Member of Parliament for Huron
- In office August 1953 – December 1965
- Preceded by: Constituency established
- Succeeded by: Robert McKinley

Personal details
- Born: 22 January 1889 Brussels, Ontario, Canada
- Died: 16 April 1969 (aged 80)
- Party: National Government Progressive Conservative
- Profession: Farmer

= Elston Cardiff =

Canadian politician

Lewis Elston Cardiff (22 January 1889 – 16 April 1969) was a Progressive Conservative party member of the House of Commons of Canada. He was born in Brussels, Ontario and initially chose farming as his career.

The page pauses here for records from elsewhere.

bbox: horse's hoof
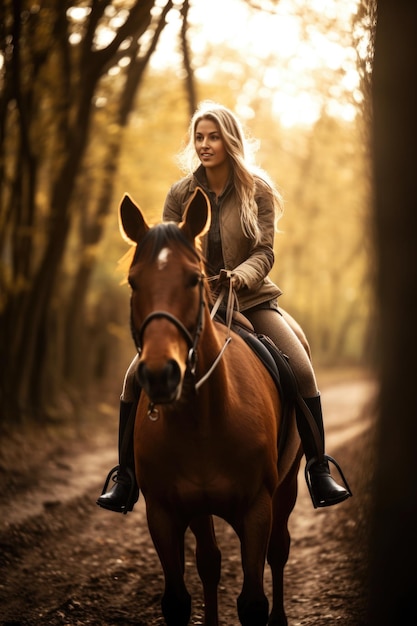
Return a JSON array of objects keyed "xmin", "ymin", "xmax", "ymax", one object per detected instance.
[{"xmin": 237, "ymin": 595, "xmax": 269, "ymax": 625}]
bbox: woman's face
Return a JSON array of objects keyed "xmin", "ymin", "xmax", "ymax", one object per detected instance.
[{"xmin": 194, "ymin": 118, "xmax": 229, "ymax": 170}]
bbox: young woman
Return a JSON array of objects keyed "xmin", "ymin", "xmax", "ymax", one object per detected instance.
[{"xmin": 97, "ymin": 101, "xmax": 351, "ymax": 514}]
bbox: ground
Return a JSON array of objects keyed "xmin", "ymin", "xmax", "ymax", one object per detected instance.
[{"xmin": 0, "ymin": 368, "xmax": 376, "ymax": 626}]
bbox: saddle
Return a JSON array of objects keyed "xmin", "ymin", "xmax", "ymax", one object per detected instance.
[{"xmin": 212, "ymin": 307, "xmax": 325, "ymax": 469}]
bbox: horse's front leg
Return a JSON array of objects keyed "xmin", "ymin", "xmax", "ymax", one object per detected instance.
[
  {"xmin": 189, "ymin": 514, "xmax": 221, "ymax": 626},
  {"xmin": 146, "ymin": 502, "xmax": 191, "ymax": 626},
  {"xmin": 235, "ymin": 490, "xmax": 272, "ymax": 626}
]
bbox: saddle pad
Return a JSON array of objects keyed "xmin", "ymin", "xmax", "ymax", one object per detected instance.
[{"xmin": 231, "ymin": 324, "xmax": 299, "ymax": 457}]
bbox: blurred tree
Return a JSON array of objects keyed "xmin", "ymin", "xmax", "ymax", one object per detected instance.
[
  {"xmin": 61, "ymin": 2, "xmax": 173, "ymax": 402},
  {"xmin": 180, "ymin": 0, "xmax": 197, "ymax": 116},
  {"xmin": 272, "ymin": 112, "xmax": 371, "ymax": 364},
  {"xmin": 0, "ymin": 0, "xmax": 371, "ymax": 426},
  {"xmin": 0, "ymin": 0, "xmax": 177, "ymax": 422},
  {"xmin": 369, "ymin": 0, "xmax": 417, "ymax": 622}
]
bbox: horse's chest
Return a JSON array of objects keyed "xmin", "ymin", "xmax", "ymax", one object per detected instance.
[
  {"xmin": 140, "ymin": 440, "xmax": 264, "ymax": 513},
  {"xmin": 137, "ymin": 419, "xmax": 272, "ymax": 515}
]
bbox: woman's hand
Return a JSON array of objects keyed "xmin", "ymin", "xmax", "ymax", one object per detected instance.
[
  {"xmin": 218, "ymin": 269, "xmax": 246, "ymax": 291},
  {"xmin": 231, "ymin": 274, "xmax": 245, "ymax": 290}
]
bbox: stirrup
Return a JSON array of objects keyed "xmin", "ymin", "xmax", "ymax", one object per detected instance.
[
  {"xmin": 100, "ymin": 464, "xmax": 138, "ymax": 515},
  {"xmin": 305, "ymin": 454, "xmax": 352, "ymax": 509},
  {"xmin": 100, "ymin": 465, "xmax": 120, "ymax": 494}
]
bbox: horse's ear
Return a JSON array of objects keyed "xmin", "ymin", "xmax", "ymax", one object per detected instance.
[
  {"xmin": 119, "ymin": 193, "xmax": 149, "ymax": 245},
  {"xmin": 181, "ymin": 187, "xmax": 211, "ymax": 242}
]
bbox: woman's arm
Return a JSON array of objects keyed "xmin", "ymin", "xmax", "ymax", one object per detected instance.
[{"xmin": 162, "ymin": 186, "xmax": 185, "ymax": 223}]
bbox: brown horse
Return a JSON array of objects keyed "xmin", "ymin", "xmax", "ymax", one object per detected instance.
[{"xmin": 119, "ymin": 187, "xmax": 302, "ymax": 626}]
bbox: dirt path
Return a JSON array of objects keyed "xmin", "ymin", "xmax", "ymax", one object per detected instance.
[{"xmin": 0, "ymin": 369, "xmax": 376, "ymax": 625}]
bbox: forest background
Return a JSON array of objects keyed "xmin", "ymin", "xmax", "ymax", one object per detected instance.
[
  {"xmin": 0, "ymin": 0, "xmax": 374, "ymax": 425},
  {"xmin": 2, "ymin": 2, "xmax": 417, "ymax": 621}
]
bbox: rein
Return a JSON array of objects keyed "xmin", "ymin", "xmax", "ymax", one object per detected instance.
[{"xmin": 194, "ymin": 275, "xmax": 235, "ymax": 391}]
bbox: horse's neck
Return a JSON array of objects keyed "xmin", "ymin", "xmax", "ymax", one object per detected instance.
[
  {"xmin": 194, "ymin": 316, "xmax": 231, "ymax": 391},
  {"xmin": 202, "ymin": 313, "xmax": 229, "ymax": 358}
]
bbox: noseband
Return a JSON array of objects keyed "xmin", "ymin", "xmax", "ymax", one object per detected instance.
[{"xmin": 131, "ymin": 275, "xmax": 205, "ymax": 376}]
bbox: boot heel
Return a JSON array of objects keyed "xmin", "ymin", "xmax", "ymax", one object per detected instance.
[{"xmin": 324, "ymin": 454, "xmax": 353, "ymax": 496}]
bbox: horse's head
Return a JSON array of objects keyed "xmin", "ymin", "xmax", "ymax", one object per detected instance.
[{"xmin": 119, "ymin": 187, "xmax": 210, "ymax": 405}]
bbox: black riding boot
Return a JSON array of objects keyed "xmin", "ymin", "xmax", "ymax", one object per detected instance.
[
  {"xmin": 296, "ymin": 394, "xmax": 352, "ymax": 508},
  {"xmin": 97, "ymin": 400, "xmax": 139, "ymax": 514}
]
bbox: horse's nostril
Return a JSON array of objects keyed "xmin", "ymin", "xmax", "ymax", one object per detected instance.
[
  {"xmin": 165, "ymin": 359, "xmax": 181, "ymax": 388},
  {"xmin": 137, "ymin": 361, "xmax": 148, "ymax": 388},
  {"xmin": 137, "ymin": 359, "xmax": 182, "ymax": 403}
]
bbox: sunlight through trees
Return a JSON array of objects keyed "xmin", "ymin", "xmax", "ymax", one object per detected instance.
[{"xmin": 0, "ymin": 0, "xmax": 373, "ymax": 423}]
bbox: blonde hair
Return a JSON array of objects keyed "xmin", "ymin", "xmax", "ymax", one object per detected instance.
[{"xmin": 176, "ymin": 101, "xmax": 283, "ymax": 243}]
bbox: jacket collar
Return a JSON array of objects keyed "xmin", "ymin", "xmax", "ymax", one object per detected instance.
[{"xmin": 193, "ymin": 165, "xmax": 233, "ymax": 200}]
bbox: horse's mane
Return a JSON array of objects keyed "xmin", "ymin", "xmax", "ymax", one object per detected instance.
[
  {"xmin": 117, "ymin": 221, "xmax": 206, "ymax": 285},
  {"xmin": 134, "ymin": 223, "xmax": 202, "ymax": 263}
]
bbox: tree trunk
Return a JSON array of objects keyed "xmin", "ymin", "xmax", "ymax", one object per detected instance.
[
  {"xmin": 180, "ymin": 0, "xmax": 197, "ymax": 116},
  {"xmin": 0, "ymin": 1, "xmax": 174, "ymax": 423},
  {"xmin": 369, "ymin": 1, "xmax": 417, "ymax": 623}
]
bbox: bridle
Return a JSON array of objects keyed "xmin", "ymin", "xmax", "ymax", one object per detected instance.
[
  {"xmin": 131, "ymin": 274, "xmax": 205, "ymax": 378},
  {"xmin": 130, "ymin": 272, "xmax": 235, "ymax": 396}
]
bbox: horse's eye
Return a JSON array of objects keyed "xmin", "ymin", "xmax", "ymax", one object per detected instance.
[{"xmin": 188, "ymin": 273, "xmax": 200, "ymax": 288}]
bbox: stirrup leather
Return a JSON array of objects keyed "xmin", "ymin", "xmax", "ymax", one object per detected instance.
[{"xmin": 305, "ymin": 454, "xmax": 352, "ymax": 509}]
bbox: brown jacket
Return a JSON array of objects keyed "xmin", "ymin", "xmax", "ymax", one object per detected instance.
[{"xmin": 162, "ymin": 168, "xmax": 282, "ymax": 311}]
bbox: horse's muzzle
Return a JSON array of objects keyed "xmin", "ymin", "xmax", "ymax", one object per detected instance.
[{"xmin": 137, "ymin": 358, "xmax": 182, "ymax": 404}]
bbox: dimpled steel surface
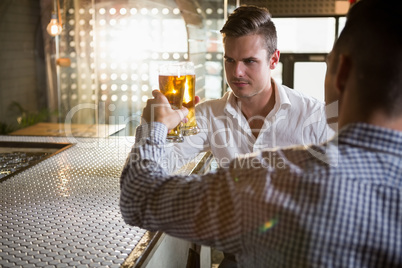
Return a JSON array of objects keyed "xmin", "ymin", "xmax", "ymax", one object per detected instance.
[{"xmin": 0, "ymin": 135, "xmax": 144, "ymax": 267}]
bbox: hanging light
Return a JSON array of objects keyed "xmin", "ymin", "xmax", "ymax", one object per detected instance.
[
  {"xmin": 47, "ymin": 0, "xmax": 63, "ymax": 37},
  {"xmin": 47, "ymin": 12, "xmax": 62, "ymax": 36}
]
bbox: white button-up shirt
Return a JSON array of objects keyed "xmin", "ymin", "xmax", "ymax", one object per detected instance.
[{"xmin": 164, "ymin": 79, "xmax": 334, "ymax": 171}]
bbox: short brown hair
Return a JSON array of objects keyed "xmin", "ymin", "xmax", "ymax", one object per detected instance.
[
  {"xmin": 334, "ymin": 0, "xmax": 402, "ymax": 117},
  {"xmin": 220, "ymin": 5, "xmax": 277, "ymax": 56}
]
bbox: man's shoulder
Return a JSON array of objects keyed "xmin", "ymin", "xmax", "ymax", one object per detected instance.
[
  {"xmin": 231, "ymin": 142, "xmax": 331, "ymax": 173},
  {"xmin": 282, "ymin": 84, "xmax": 323, "ymax": 103},
  {"xmin": 279, "ymin": 84, "xmax": 325, "ymax": 111}
]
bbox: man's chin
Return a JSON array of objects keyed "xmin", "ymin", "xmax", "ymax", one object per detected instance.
[
  {"xmin": 233, "ymin": 92, "xmax": 253, "ymax": 99},
  {"xmin": 232, "ymin": 88, "xmax": 265, "ymax": 99}
]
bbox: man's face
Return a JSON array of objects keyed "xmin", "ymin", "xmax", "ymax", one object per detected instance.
[{"xmin": 223, "ymin": 34, "xmax": 279, "ymax": 99}]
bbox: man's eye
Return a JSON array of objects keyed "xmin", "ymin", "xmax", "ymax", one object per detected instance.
[
  {"xmin": 244, "ymin": 59, "xmax": 256, "ymax": 64},
  {"xmin": 225, "ymin": 58, "xmax": 234, "ymax": 63}
]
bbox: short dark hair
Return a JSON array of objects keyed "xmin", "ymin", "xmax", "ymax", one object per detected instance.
[
  {"xmin": 220, "ymin": 5, "xmax": 277, "ymax": 56},
  {"xmin": 334, "ymin": 0, "xmax": 402, "ymax": 117}
]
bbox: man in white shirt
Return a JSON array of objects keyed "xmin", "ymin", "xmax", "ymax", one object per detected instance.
[
  {"xmin": 165, "ymin": 6, "xmax": 333, "ymax": 172},
  {"xmin": 165, "ymin": 6, "xmax": 333, "ymax": 267}
]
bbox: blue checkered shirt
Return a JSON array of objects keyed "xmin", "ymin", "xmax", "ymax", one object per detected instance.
[{"xmin": 120, "ymin": 122, "xmax": 402, "ymax": 267}]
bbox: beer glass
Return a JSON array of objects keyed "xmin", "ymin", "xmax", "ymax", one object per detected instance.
[
  {"xmin": 158, "ymin": 62, "xmax": 186, "ymax": 142},
  {"xmin": 181, "ymin": 62, "xmax": 200, "ymax": 136}
]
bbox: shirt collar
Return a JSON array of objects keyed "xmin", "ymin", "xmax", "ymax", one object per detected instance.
[
  {"xmin": 224, "ymin": 91, "xmax": 238, "ymax": 117},
  {"xmin": 273, "ymin": 79, "xmax": 291, "ymax": 110},
  {"xmin": 224, "ymin": 79, "xmax": 292, "ymax": 118}
]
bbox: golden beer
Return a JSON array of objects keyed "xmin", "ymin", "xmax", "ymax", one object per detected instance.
[
  {"xmin": 182, "ymin": 74, "xmax": 200, "ymax": 135},
  {"xmin": 158, "ymin": 74, "xmax": 186, "ymax": 142}
]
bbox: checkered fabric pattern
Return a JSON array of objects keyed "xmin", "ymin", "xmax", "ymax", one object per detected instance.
[{"xmin": 120, "ymin": 122, "xmax": 402, "ymax": 268}]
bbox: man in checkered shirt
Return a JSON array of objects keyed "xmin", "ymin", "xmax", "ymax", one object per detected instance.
[{"xmin": 120, "ymin": 0, "xmax": 402, "ymax": 267}]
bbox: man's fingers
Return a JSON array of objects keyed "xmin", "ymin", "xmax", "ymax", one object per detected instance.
[
  {"xmin": 150, "ymin": 90, "xmax": 171, "ymax": 108},
  {"xmin": 152, "ymin": 89, "xmax": 165, "ymax": 100},
  {"xmin": 194, "ymin": 96, "xmax": 200, "ymax": 105},
  {"xmin": 152, "ymin": 89, "xmax": 160, "ymax": 97},
  {"xmin": 176, "ymin": 107, "xmax": 189, "ymax": 121}
]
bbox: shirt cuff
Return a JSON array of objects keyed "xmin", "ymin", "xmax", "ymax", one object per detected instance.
[
  {"xmin": 129, "ymin": 122, "xmax": 167, "ymax": 166},
  {"xmin": 135, "ymin": 122, "xmax": 168, "ymax": 146}
]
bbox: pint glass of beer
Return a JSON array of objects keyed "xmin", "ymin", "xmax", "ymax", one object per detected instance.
[
  {"xmin": 158, "ymin": 62, "xmax": 186, "ymax": 142},
  {"xmin": 181, "ymin": 62, "xmax": 200, "ymax": 136}
]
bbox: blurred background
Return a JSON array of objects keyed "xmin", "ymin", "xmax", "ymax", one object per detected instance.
[{"xmin": 0, "ymin": 0, "xmax": 350, "ymax": 136}]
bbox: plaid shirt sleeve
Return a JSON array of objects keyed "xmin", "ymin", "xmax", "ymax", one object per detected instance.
[
  {"xmin": 119, "ymin": 122, "xmax": 243, "ymax": 254},
  {"xmin": 120, "ymin": 122, "xmax": 402, "ymax": 267}
]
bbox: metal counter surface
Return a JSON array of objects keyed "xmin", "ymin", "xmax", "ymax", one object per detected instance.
[{"xmin": 0, "ymin": 135, "xmax": 145, "ymax": 267}]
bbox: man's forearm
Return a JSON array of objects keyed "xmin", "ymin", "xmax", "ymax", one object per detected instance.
[{"xmin": 120, "ymin": 122, "xmax": 168, "ymax": 227}]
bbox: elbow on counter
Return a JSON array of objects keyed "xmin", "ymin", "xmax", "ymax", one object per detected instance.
[
  {"xmin": 120, "ymin": 195, "xmax": 156, "ymax": 232},
  {"xmin": 119, "ymin": 166, "xmax": 144, "ymax": 227},
  {"xmin": 119, "ymin": 157, "xmax": 166, "ymax": 231},
  {"xmin": 120, "ymin": 186, "xmax": 159, "ymax": 232}
]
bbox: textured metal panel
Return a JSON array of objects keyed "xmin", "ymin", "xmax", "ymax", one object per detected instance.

From 1932 to 1940, Elston Cardiff was Reeve of Ontario's Morris Township. After this he entered federal politics with his election at the Huron North riding in the 1940 general election. He became a member of Parliament under the National Government party banner which was used by the Conservative Party at that time. Cardiff became a Progressive Conservative member when that party adopted this new name in 1942.

Cardiff was re-elected to successive Parliament terms at Huron North in 1945 and 1949. He was then re-elected in Huron riding after electoral district boundary changes, winning in 1953, 1957, 1958, 1962 and 1963. The 26th Canadian Parliament marked his final term in office and Cardiff did not seek another term in the 1965 election.

During his time in federal office, Cardiff was party Whip in 1957 and 1958. For two years from November 1959 he served as Parliamentary Secretary to the Minister of Agriculture, then from January to April 1962 as Parliamentary Secretary to the Minister of National Health and Welfare.

His grandson, Murray Cardiff later served as member for Huron—Bruce.